Her husband Matius added, “This is a blog you will need to send to Habitat for Humanity Shirley. The physical home–or house is easier to digest than the affective side of home–or heart. They say here during Eid 60% of Dhaka is empty because people go ‘home.'”

Blessed to have friends with such insight spread all over the world, Stuart and I wish all of you a very Merry Christmas–from our home to yours!

Shirley Showalter

8 Comments

  1. Jim Juhnke on December 24, 2010 at 6:06 pm

    Shirley, your “houses in which we have lived” theme reminded me of the fine memoir by Leland Harder, The Houses I Lived In: Memoirs of my Life (2008). Leland describes twenty-seven domiciles, and memories connected with each. He includes photographs of most of them. Leland now lives at Kidron-Bethel retirement community, 2908-A Ivy Drive, North Newton, KS 67117.

    • shirleyhs on December 26, 2010 at 2:03 am

      Merry Christmas, Jim. I am glad to know about Leland Harder’s memoir. I like the concept! The idea of a house representing the psyche is a classic one. Thanks for the tip. Now that I’m in Harrisonburg, I’m hoping to finally read the group memoir books we talked about several months ago. Hope we can re-engage on some of those issues, also.

  2. Catherine Mumaw on December 26, 2010 at 12:42 pm

    I remember being in Somalia in a refugee camp in 1982 when I observed camel caravans — movement of pastoral people from one location to another. Their “rondavels” were dismantled and riding on the camel’s back. Home for those people was a place where they could pitch their rondavels and meet the challenges of survival with their families and their people. That gave me pause – and a lot to think about.
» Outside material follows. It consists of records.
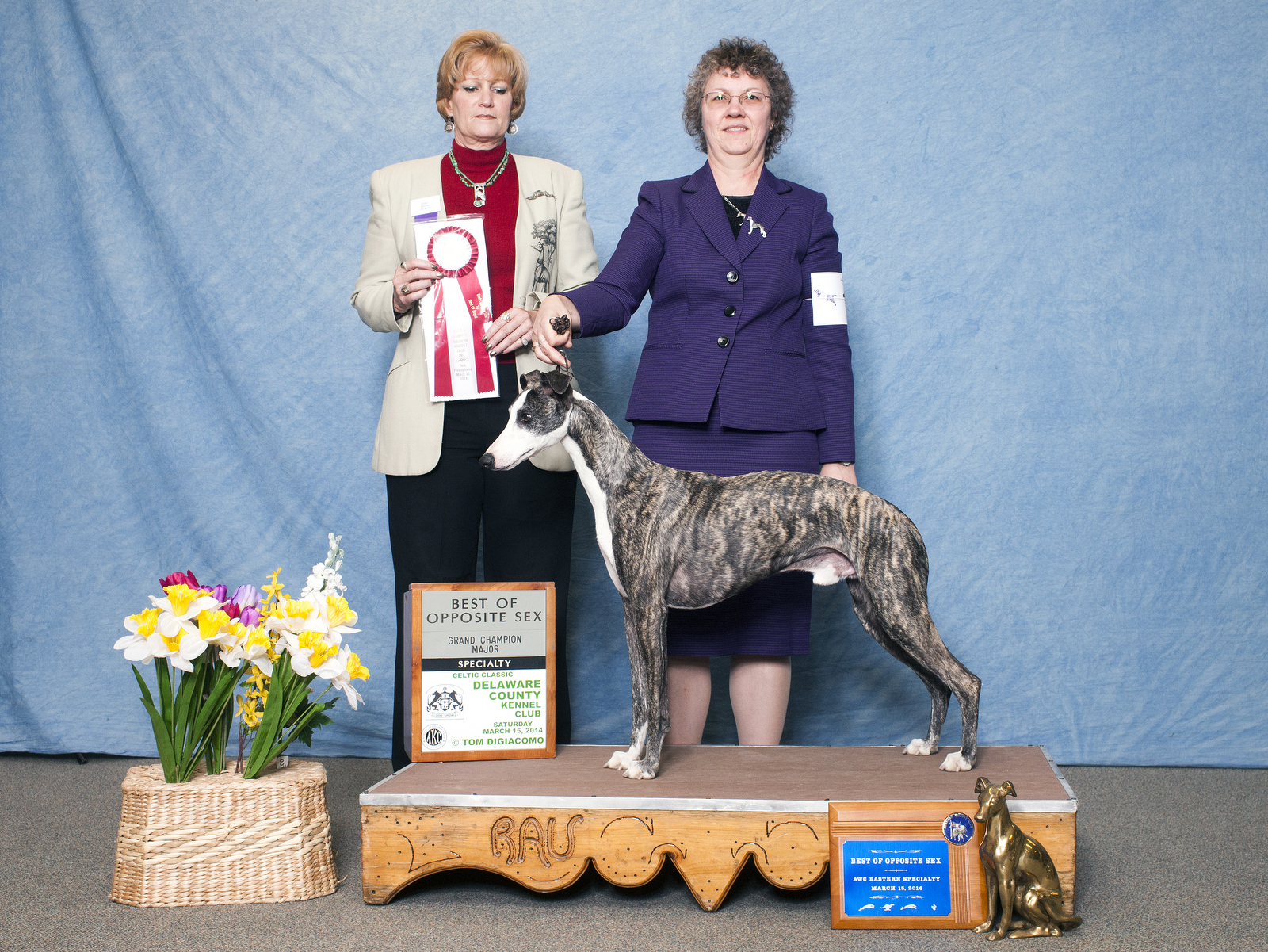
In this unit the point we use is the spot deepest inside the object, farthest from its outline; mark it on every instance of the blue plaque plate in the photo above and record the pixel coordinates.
(896, 877)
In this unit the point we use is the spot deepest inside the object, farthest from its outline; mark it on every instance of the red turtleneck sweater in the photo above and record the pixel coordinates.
(501, 208)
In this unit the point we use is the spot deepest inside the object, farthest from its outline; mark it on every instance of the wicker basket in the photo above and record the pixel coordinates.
(219, 841)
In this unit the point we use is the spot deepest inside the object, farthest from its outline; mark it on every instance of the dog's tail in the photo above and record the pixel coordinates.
(1052, 903)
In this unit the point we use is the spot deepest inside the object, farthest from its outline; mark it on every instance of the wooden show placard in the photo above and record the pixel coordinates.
(906, 865)
(481, 666)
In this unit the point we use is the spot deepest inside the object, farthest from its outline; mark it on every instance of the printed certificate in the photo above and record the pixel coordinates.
(456, 308)
(481, 667)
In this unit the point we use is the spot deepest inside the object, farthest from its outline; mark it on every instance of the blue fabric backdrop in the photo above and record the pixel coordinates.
(1052, 224)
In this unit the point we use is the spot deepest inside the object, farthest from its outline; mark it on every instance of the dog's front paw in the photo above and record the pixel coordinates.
(640, 770)
(619, 761)
(955, 763)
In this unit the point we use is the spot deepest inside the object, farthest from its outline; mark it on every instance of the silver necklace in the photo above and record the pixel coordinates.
(481, 185)
(742, 216)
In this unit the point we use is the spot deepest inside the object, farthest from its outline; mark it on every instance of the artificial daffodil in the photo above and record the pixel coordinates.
(353, 668)
(136, 645)
(312, 654)
(253, 645)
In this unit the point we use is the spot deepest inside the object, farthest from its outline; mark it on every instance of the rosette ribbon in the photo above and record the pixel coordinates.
(473, 297)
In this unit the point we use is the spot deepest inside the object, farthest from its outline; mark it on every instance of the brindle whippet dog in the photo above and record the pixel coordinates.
(689, 541)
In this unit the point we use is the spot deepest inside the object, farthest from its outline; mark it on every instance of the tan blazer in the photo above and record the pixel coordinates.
(407, 442)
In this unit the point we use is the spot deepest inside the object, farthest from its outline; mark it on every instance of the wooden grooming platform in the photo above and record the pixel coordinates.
(710, 809)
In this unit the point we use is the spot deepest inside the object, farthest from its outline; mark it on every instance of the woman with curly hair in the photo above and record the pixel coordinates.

    • shirleyhs on December 29, 2010 at 8:22 pm

      Wow, Catherine. After having just spent so much time arranging spaces that we hope are permanent, this comment also gives me pause. We’ve tried to downsize and simplify, giving away thousands of books and other items, but we are far from being able to carry our house on our backs. Perhaps, however, it is possible to carry home with us always, even if our houses are far too big. Thanks for sharing this memory. I remember when you measured all your trash and tried to reduce it to as little as possible. As always, you are a good role model.

  3. Brenda Bartella Peterson on December 26, 2010 at 2:43 pm

    Shirley, Thanks for this post. I have struggled much of my life to define “home.” My memoir (which WILL be published in 2011) deals with the effect of a chaotic childhood. I never saw a Christmas tree in the same place two years in a row until I was 26 years old. I have finally come to define home as the place where you receive unconditional love. I think one of your Facebook friends went this direction. And I love the distinction of your house being your nest but home is where I receive the love.

    Brenda

    • shirleyhs on December 29, 2010 at 12:32 pm

      Hi, Brenda. Congratulations on having your memoir published soon! Wow, you had a lot of disruption in your childhood. So glad you have written your story. Sounds like one that will be very helpful and inspiring to others. I’m off to check out your blog!

  4. Becca on January 3, 2011 at 2:39 am

    In my 54 years, I’ve lived in only three homes. My husband has lived in only one – we bought our home from his parents, who built it in 1952. My son, who is 30, is already moving moving to his fourth home just this week.

    No matter how long you’ve lived in it, home is the place where you feel safe and loved. I’m so lucky to be able to say that about mine.

    • shirleyhs on April 21, 2011 at 7:38 pm

      Becca, how could it be that I never responded to your kind comment on this blog post? I opened it for another purpose, and there was your comment, hanging lonely, at the end. I hope this Easter week finds you in your cozy home, surrounded by friends and family. Sorry to take so long to respond.